April 14, 2023

Staggered Quota Quarters: A CFO's View

by

Randall Bolten and Bob Berry

Staggered Quota Quarters Part I: A CFO’s View (Part One)

This month we step away from the Deadly Sins of Incentive Compensation to discuss a truly interesting suggestion about quota structure, from the Sales VP at one of our clients. At his company, regional sales quarters are staggered, so if there are, say, three regions in the company, each region’s quarters end in a different month. Here’s what that company’s quota quarters might look like for fiscal 2016 (with a 12/31 fiscal year):

Staggered Quota Quarters

What do you think? I see the following advantages to this approach:

1.     More predictable bookings/revenue flow.
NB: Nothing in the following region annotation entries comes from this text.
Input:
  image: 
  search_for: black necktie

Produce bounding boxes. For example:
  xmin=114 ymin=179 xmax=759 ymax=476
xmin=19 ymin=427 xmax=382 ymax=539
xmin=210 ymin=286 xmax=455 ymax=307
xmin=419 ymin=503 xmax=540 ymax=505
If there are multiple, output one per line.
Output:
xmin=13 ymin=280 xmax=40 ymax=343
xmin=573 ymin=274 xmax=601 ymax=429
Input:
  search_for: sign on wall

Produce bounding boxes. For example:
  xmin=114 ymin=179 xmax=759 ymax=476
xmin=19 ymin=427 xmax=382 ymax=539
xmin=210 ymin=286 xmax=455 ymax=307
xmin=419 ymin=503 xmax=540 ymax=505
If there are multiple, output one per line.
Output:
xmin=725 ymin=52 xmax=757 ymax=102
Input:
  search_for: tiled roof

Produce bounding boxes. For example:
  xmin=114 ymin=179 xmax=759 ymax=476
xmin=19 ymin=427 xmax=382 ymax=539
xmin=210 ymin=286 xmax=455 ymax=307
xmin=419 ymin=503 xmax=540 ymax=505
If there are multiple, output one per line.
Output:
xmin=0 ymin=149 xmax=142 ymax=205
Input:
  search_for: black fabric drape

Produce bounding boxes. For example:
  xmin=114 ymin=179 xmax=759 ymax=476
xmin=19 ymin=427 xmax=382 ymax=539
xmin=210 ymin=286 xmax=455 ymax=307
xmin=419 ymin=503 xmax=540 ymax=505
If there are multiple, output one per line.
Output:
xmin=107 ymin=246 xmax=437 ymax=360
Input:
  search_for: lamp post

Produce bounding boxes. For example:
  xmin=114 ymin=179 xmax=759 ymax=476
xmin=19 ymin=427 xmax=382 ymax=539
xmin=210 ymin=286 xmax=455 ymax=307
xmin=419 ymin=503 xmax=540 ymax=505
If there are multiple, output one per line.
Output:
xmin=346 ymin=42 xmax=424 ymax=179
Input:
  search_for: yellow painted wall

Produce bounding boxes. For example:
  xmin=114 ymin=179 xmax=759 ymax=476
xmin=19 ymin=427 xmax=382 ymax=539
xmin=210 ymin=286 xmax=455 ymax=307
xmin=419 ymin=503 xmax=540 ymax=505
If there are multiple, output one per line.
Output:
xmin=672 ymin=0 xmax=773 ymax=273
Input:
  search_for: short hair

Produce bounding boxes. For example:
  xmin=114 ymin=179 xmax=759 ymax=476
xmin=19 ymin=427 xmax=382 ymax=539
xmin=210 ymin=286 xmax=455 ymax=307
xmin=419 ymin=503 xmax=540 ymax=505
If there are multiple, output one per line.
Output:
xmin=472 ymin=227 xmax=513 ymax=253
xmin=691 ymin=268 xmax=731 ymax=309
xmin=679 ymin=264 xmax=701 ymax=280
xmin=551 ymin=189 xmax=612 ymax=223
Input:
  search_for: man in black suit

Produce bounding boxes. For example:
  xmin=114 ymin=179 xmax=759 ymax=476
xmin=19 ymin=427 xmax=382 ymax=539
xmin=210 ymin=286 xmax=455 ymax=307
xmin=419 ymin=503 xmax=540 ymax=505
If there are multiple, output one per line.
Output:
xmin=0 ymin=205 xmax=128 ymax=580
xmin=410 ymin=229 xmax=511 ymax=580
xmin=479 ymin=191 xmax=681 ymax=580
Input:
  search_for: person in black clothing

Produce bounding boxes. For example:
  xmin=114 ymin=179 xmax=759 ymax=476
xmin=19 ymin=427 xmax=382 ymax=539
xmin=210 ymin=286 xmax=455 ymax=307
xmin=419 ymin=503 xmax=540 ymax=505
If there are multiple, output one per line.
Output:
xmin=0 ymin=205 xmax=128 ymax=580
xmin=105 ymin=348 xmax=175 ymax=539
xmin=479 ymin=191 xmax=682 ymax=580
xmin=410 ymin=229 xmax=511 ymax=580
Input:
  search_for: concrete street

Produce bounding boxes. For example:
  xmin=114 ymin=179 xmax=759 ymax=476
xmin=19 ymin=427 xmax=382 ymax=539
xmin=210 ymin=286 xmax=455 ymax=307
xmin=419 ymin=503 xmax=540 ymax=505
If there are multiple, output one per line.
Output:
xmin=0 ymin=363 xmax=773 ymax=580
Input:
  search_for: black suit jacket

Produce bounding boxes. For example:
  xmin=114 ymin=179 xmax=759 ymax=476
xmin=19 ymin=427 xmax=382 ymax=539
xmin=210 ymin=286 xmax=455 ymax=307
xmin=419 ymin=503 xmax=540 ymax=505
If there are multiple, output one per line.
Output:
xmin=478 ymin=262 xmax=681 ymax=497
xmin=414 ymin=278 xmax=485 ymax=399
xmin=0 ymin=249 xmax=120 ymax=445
Because salespeople often work best when they’re under quota pressure, many enterprises see a high concentration of revenues at quarter-ends, which can often lead to quarterly results significantly more or less than was expected. That lumpiness can be smoothed out by having about one-third of the sales force face an end-of-quarter in each month of the year.
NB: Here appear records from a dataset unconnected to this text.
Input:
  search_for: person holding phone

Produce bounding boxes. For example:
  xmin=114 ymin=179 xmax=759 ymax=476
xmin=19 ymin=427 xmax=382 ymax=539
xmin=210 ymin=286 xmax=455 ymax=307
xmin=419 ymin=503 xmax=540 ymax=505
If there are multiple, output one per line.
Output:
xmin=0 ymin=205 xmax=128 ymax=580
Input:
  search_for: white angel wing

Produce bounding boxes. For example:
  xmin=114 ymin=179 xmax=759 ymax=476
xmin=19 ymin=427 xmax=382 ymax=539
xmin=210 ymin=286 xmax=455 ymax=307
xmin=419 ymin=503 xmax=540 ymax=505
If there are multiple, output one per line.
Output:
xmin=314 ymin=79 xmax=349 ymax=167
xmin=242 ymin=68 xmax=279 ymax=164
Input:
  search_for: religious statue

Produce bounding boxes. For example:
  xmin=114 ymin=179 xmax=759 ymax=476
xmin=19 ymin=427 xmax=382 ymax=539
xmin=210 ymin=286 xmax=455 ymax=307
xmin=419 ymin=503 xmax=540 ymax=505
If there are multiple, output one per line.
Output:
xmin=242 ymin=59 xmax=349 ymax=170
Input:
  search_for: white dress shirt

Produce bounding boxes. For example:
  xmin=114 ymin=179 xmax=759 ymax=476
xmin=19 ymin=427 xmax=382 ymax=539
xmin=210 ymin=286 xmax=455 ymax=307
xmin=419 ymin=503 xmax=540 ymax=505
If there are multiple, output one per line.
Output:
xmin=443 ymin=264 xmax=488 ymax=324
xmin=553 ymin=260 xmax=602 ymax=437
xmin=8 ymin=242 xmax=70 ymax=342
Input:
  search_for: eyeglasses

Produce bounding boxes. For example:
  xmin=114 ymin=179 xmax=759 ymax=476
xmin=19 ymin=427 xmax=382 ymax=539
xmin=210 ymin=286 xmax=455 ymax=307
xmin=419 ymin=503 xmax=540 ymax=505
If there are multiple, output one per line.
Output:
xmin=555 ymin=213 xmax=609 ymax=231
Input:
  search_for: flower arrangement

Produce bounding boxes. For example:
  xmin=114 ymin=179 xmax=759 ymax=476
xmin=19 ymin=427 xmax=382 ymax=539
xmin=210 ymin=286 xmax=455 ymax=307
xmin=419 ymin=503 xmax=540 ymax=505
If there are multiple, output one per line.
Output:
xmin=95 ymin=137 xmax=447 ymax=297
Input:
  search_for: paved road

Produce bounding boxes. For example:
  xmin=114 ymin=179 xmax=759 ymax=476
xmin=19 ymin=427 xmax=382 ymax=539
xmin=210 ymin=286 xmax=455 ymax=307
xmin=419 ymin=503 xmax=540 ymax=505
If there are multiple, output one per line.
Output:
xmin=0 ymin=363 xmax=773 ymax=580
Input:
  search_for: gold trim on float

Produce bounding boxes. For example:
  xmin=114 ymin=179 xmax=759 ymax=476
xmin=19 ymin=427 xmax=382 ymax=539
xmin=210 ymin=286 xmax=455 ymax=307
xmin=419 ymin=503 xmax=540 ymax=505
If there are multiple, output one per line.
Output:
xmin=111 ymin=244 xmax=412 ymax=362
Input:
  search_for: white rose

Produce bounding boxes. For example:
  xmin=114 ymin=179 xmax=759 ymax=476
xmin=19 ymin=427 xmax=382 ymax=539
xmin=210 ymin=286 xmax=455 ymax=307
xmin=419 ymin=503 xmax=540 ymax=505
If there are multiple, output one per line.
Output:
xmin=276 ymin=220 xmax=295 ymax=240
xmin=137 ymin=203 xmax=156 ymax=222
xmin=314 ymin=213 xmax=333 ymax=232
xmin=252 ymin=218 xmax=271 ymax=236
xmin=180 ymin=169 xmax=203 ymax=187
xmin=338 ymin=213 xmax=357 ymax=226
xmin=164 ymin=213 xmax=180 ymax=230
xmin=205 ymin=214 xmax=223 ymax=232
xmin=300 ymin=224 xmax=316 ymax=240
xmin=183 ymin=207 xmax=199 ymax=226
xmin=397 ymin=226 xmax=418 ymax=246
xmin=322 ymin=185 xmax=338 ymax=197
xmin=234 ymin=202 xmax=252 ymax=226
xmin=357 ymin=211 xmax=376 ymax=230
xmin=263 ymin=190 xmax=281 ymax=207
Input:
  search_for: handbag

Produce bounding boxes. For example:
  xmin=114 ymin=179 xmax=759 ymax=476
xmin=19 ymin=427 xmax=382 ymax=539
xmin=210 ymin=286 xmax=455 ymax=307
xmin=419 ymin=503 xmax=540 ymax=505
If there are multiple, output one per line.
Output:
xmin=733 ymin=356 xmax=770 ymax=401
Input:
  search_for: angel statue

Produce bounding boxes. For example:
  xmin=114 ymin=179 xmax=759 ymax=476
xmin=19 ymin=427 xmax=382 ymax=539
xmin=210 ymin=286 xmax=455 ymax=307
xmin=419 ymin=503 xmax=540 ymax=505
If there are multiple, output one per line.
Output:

2.     Smoother product delivery. For enterprises that deliver a physical product (as opposed to, say, software), the smoother order flow puts less strain on their manufacturing and shipping capabilities.
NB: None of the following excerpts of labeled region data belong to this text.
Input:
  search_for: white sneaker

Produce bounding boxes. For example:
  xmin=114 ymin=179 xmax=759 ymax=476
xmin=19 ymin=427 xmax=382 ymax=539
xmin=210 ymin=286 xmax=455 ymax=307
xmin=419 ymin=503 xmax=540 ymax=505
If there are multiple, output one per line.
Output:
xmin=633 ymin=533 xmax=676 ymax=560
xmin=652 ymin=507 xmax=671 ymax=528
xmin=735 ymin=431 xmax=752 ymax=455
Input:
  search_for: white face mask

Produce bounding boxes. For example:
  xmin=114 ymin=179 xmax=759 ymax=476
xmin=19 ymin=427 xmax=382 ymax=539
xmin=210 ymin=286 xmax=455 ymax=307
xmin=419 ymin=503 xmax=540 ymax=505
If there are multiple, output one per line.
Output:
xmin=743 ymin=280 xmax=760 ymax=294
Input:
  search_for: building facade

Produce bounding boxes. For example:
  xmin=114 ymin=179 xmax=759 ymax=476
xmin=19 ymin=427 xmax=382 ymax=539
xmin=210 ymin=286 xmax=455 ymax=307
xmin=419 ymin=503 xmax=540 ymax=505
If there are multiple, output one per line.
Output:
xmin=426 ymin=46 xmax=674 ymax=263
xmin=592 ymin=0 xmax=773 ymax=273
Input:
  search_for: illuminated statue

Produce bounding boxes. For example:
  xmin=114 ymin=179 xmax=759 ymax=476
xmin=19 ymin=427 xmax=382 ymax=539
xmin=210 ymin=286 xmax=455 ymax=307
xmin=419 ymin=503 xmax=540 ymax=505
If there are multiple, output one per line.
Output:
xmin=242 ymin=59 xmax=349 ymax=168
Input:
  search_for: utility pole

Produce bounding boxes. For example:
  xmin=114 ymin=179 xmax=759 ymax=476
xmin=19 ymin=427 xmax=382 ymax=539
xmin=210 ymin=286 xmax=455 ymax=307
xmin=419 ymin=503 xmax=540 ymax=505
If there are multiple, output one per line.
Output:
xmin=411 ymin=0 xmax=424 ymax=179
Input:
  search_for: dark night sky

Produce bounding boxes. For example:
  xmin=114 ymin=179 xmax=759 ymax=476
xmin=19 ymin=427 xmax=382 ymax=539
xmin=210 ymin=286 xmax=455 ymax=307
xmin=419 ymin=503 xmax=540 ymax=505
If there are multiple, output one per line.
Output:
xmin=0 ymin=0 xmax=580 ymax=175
3.     Availability of key sales resources. In high-pressure sales closes, scarce and critical resources include the most articulate pre-sales specialists, senior managers to show the flag and make deal decisions, and legal and financial specialists to negotiate terms & conditions. These resources aren’t stretched as thin when quota quarters are staggered.

But I also see the following risks:

A.    Confusion and lack of focus. The approach is complicated, and a quarter-end can no longer serve as a rallying point to get the entire enterprise focused on a single goal.

B.    Administrative overload. For administrative functions, three small monthly “fire drills” – for determining revenue recognition and processing sales compensation, for example – may be more time-consuming and inefficient than a single bigger one each calendar quarter.

C.    Senior management willpower? Regardless of how the enterprise manages its sales force, it must deliver its financial results according to its fiscal year (and fiscal quarters). The benefits of having staggered quota quarters will be completely lost if the C-suite ends up pressing salespeople to bring in business even when that month isn’t the end of their quota quarter.

My concern is that the last reason above - revenue pressures on senior management - can trump all other reasons. So as interesting an idea as staggered quota quarters is, I would only recommend the approach for enterprises that aren't publicly traded, and that have had little difficulty achieving quarterly corporate sales targets.